The basic premise of most Yakuza games tends to follow a specific formula: the big players of the game are introduced, we learn of the crime at the center of everything, then the game makes you spend a dozen or so hours slowly building up Kiryu and friends’ power and unraveling everything until you reach the final showdown. The final showdown, by the way, fucking rocks every time, just from an emotional standpoint. But this is the formula, and even when RGG Studio has made modifications to the formula, the basic structure remains.
With Yakuza 5, we split our time between five separate characters in five separate cities: Kiryu in Nagasugai (Fukuoka), Saejima in Tsukimino (Sapporo), ex-baseball player Tatsuo Shinada in Kineicho (Nagoya), Shun Akiyama and Haruka Sawamura in Sotenbori (Osaka) and everybody gathering in Kamurocho (Shinjuku). Each character gets a roughly equivalent four-chapter section of the game, with their own set of side-missions and sub-stories. Each section is pulling some hefty loads, having to do a bunch of characterization and narrative moving-and-shaking at high speeds just to make sure everything makes sense and connects at the end. RGG Studio largely pulls it off, but not without some sacrifices, and this might be the closest game I’ve come to in the series (aside from Lost Judgment) where things just didn’t land for me.
What I can’t deny is that Yakuza 5 delivers on one of the things I look for in these games, which I will quote from my review of Lost Judgment: “the high melodrama of watching big beefy dudes brawling to protect the things and people they love.” You get that in spades here. Loads of peak emotional moments and surprisingly tender scenes featuring shirtless, tattooed musclemen throwing the fuck down for each other. It’s flawed, but easy to love.
This was also the first Yakuza game where I felt like I could see the Big Theme of the story – “Dreams” – from space. Dreams sit at the heart of every character’s motivations in Yakuza 5, from Kiryu’s deferred dream of living a life free of yakuza bullshit with his family to Shinada’s ruined dream of playing pro baseball to Haruka’s dream-in-progress of being a pop idol. Dreams: everyone has them, even the incarcerated Saejima. And the conflict in the game stems from each of these protagonists’ dreams coming under threat. Dreams are powerful; they can cause characters to make major moral compromises, betray each other, and even stand fully at odds with one another. Dreams are a source of strength and a major vulnerability. Dreams can motivate and utterly drain you.

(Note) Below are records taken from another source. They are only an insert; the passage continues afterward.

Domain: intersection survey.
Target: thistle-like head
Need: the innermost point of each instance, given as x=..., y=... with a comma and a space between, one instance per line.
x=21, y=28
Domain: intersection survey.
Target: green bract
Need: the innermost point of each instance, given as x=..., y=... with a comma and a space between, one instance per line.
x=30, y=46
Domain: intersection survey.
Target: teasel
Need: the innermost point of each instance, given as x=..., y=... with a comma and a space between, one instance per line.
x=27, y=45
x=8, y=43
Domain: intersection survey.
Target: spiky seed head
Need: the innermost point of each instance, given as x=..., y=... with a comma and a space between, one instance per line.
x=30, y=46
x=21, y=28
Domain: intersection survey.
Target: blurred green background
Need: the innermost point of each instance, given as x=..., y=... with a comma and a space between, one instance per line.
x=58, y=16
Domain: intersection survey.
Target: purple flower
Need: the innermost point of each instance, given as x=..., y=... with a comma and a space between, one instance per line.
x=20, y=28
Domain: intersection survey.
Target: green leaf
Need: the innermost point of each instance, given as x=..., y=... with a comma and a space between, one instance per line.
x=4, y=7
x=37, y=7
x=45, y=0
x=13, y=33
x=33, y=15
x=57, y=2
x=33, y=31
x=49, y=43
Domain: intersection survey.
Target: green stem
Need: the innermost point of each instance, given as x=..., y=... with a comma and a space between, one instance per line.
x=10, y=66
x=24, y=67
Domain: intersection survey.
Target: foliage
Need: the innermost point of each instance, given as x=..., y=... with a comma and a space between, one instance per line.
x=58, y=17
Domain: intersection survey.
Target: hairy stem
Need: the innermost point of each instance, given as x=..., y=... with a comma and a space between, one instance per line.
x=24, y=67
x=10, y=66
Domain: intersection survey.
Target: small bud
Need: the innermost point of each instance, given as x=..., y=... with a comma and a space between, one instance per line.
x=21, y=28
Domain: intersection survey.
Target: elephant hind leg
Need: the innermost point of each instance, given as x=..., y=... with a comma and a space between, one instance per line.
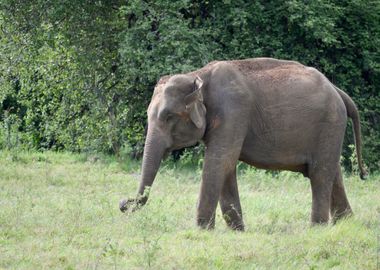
x=321, y=179
x=230, y=203
x=340, y=206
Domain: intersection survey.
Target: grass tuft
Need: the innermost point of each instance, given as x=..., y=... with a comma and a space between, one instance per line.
x=60, y=211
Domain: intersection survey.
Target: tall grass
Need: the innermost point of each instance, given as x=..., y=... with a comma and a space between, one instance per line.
x=60, y=211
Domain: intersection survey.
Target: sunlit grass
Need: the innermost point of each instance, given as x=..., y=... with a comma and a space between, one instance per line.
x=60, y=211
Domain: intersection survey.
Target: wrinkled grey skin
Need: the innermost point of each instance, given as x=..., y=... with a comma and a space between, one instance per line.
x=269, y=113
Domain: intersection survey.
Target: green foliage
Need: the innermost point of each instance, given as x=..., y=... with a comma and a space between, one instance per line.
x=78, y=75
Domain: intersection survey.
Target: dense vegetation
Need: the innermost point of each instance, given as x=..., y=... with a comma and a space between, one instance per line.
x=78, y=75
x=60, y=211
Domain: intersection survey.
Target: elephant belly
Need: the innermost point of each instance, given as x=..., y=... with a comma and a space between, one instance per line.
x=276, y=155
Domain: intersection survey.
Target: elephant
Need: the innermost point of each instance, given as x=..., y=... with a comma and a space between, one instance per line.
x=271, y=114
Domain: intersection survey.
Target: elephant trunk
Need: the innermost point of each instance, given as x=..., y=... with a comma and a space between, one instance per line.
x=154, y=151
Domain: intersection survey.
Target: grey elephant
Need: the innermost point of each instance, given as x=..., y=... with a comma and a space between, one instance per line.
x=269, y=113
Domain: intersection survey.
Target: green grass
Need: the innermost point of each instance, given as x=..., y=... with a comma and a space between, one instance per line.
x=60, y=211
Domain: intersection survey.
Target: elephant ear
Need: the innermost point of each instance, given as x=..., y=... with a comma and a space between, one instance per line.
x=195, y=106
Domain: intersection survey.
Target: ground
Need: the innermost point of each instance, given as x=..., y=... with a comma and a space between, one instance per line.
x=60, y=211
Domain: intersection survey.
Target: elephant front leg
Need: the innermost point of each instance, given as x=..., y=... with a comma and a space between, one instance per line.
x=216, y=170
x=230, y=203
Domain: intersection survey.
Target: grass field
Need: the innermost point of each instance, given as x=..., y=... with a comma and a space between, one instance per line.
x=60, y=211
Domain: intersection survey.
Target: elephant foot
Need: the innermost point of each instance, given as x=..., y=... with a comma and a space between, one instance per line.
x=206, y=223
x=238, y=226
x=341, y=215
x=129, y=205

But to what end do the characters in Yakuza 5 get to attain their dreams? Kiryu realizes he can never run away from his life as a one-time yakuza kingpin. Haruka gives up on being a pop idol to spend time with Kiryu – itself a dream that will end up unfulfilled. Shinada will never go back to baseball, even as his search for the truth is satisfied. Akiyama is the only fully-actualized person in the game, someone whose dream came true years before (during the final showdown of Yakuza/Yakuza Kiwami) and who now helps other people realize their own dreams. It’s never simple. It can’t be. As much as these games are absolute fantasies, their grounding in realism has to occasionally put in some work. There are no happy endings.
Whether it’s the scope, the repetitive nature of the story, or the incessant reminders that the theme of the game is “dreams,” Yakuza 5 finds itself often reaching for the stars but falling just short. However, its dogged earnestness and tender moments ultimately won me over.